A reader questions the narrative thus far:

The coverage on Venezuela is making it seem as if only anti-government protesters are out on the street. This is not the case. The Maduro government, like Chavez’s before it, for its many faults, does have popular support, as the video [seen above] shows. Likewise, the governments of Brazil, Argentina, Uruguay, and Paraguay represent the regional perspective when they released this joint statement: “firm commitment to the full observance of democratic institutions and, in this context, [they] reject the criminal actions of violent groups that want to spread intolerance and hatred in the Bolivarian Republic of Venezuela as a political tool.”
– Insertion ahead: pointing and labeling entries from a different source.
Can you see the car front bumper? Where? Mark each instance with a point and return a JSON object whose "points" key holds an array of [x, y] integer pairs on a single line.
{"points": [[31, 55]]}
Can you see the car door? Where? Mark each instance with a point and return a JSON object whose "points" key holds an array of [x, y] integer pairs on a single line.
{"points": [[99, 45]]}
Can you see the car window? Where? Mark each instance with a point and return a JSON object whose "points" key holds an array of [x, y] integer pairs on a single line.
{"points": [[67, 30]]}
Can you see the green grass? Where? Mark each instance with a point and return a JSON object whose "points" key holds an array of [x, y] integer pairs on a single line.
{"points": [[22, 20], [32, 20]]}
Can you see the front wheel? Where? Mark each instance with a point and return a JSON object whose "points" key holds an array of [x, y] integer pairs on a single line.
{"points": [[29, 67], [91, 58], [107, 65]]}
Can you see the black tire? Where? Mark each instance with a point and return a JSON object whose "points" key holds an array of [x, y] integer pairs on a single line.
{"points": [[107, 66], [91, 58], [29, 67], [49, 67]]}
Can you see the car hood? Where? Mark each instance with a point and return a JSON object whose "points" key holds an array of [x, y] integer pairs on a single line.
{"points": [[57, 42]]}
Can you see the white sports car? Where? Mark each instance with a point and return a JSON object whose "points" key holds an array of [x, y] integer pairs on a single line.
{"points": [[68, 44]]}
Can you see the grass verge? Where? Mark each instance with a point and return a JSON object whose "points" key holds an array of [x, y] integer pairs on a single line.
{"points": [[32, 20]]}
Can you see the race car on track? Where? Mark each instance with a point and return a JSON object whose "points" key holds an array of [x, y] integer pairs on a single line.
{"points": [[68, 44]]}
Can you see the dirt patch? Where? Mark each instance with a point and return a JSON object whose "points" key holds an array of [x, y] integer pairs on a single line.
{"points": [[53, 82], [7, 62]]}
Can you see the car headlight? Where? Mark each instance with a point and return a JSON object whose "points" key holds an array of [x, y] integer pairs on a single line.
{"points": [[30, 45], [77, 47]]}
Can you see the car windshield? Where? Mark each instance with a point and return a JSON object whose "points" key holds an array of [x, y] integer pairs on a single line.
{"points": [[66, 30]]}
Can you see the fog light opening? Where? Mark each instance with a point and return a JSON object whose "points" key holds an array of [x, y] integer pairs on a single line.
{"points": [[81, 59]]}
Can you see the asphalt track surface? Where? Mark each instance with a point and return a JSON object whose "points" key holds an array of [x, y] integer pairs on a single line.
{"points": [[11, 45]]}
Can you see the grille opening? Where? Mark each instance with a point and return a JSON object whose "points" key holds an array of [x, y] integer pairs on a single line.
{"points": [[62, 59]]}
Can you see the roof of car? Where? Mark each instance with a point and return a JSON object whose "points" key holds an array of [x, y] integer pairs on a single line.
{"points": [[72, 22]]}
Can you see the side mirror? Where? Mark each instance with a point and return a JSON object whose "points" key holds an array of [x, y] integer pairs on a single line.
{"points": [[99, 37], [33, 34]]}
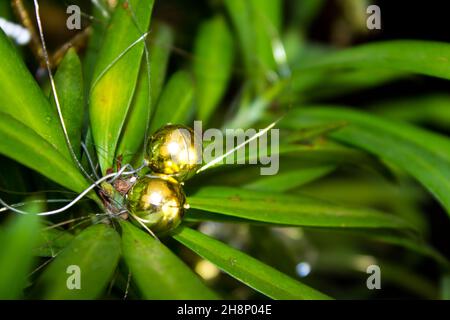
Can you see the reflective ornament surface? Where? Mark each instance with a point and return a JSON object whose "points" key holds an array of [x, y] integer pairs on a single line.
{"points": [[158, 201], [172, 151]]}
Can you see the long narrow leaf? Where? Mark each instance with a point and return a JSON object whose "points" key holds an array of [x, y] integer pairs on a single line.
{"points": [[289, 210], [27, 147], [424, 155], [22, 99], [70, 88], [157, 272], [250, 271], [16, 257], [116, 75], [92, 256], [214, 50]]}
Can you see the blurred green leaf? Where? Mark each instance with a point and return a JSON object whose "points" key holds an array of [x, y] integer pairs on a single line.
{"points": [[116, 74], [289, 210], [158, 273], [318, 85], [25, 146], [306, 10], [138, 119], [51, 242], [445, 287], [23, 100], [424, 155], [95, 251], [69, 85], [161, 42], [214, 51], [18, 238], [176, 101], [246, 269], [291, 179], [258, 24], [102, 17], [431, 109], [422, 57]]}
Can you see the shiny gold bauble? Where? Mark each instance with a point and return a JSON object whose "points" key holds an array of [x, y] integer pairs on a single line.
{"points": [[158, 202], [171, 150]]}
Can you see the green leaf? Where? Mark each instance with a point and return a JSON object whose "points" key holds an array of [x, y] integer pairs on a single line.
{"points": [[25, 146], [18, 238], [289, 210], [114, 81], [157, 272], [257, 23], [431, 109], [214, 51], [51, 242], [246, 269], [96, 252], [422, 57], [175, 102], [422, 154], [161, 43], [22, 99], [291, 179], [69, 85], [305, 11], [102, 17], [134, 130], [445, 287]]}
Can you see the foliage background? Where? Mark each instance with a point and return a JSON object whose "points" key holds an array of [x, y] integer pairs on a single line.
{"points": [[351, 177]]}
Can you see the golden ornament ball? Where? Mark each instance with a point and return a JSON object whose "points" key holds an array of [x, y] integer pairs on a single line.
{"points": [[171, 150], [158, 202]]}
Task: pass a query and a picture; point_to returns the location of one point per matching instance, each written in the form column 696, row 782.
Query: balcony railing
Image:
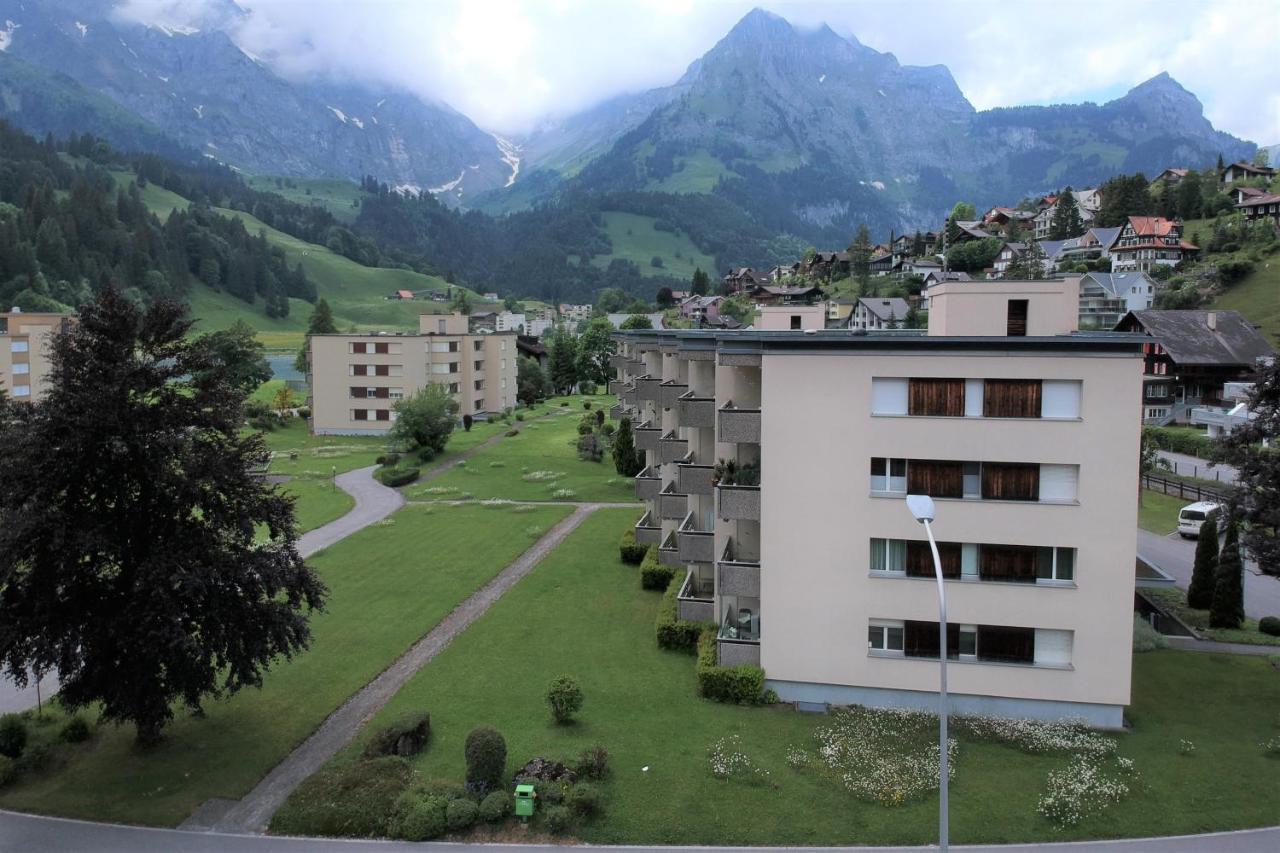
column 695, row 413
column 693, row 478
column 647, row 530
column 668, row 552
column 695, row 601
column 648, row 436
column 672, row 447
column 739, row 502
column 695, row 546
column 648, row 484
column 647, row 387
column 740, row 425
column 736, row 574
column 672, row 505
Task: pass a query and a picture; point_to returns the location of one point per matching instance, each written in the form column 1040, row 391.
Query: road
column 32, row 834
column 1175, row 556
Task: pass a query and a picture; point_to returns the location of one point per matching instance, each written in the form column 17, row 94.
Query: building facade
column 24, row 351
column 357, row 378
column 803, row 551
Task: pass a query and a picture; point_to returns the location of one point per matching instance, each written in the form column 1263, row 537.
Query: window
column 885, row 637
column 888, row 396
column 888, row 475
column 1016, row 324
column 936, row 397
column 1011, row 398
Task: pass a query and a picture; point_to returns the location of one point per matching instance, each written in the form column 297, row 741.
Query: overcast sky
column 511, row 63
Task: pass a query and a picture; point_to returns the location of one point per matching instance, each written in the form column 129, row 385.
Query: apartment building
column 24, row 351
column 777, row 470
column 357, row 378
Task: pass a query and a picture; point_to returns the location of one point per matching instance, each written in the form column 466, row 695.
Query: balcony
column 647, row 530
column 695, row 602
column 668, row 552
column 648, row 436
column 672, row 505
column 737, row 574
column 648, row 484
column 672, row 447
column 670, row 392
column 693, row 478
column 647, row 387
column 739, row 502
column 695, row 546
column 740, row 425
column 695, row 413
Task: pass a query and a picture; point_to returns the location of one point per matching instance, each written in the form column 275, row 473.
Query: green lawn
column 581, row 612
column 389, row 584
column 544, row 452
column 1159, row 512
column 634, row 238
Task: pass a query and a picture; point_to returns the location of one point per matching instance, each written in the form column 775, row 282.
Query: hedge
column 741, row 684
column 631, row 551
column 653, row 574
column 673, row 633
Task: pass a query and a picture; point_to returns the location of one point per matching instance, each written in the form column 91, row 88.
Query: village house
column 1191, row 357
column 1146, row 242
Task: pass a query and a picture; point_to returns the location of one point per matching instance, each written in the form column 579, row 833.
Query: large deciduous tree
column 129, row 559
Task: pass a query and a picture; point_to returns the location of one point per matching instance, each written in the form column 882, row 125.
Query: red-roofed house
column 1146, row 242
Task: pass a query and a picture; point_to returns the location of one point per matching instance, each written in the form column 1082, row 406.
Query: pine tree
column 1228, row 610
column 1200, row 593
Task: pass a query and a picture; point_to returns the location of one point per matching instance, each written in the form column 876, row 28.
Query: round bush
column 565, row 697
column 76, row 730
column 496, row 807
column 460, row 815
column 13, row 735
column 487, row 758
column 557, row 819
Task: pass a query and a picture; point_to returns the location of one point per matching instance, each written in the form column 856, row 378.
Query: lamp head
column 920, row 506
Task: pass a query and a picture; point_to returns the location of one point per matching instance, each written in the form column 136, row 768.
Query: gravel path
column 254, row 812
Mark Weisbrot of the Guardian adds: “We may recall that when much larger demonstrations rocked Brazil last year, there were no statements from Mercosur or neighboring governments. That’s not because they didn’t love President Dilma Rousseff; it’s because these demonstrations did not seek to topple Brazil’s democratically-elected government.” To get a sense of how warped the Venezuelan opposition is becoming, consider that like their Tea Party cousins in the United States, the Venzuelan opposition has engaged in birtherism against the dark-skinned president Maduro.

Not every ski-mask wearing protester that throws a molotov at police is a hero. Considering that supporters of the government are being attacked by the same people who tried to launch a coup in 2002, we should view their media campaign with some skepticism.

Update from a reader:

I have to respond to your most reader about what’s going on in Venezuela. It is true, the protestors in Venezuela are unique in that they are trying to topple the government. But an important part of context that Weisbrot and the other reader miss is that Venezuela is a democracy in little more than name. There were presidential elections in April, and they were very close and very controversial with the Maduro – acting as president at the time despite clear constitutional instructions to the contrary – spending hours on air through mandatory broadcasts called cadenas while his challenger could spend no more than three minutes per channel per day advertizing.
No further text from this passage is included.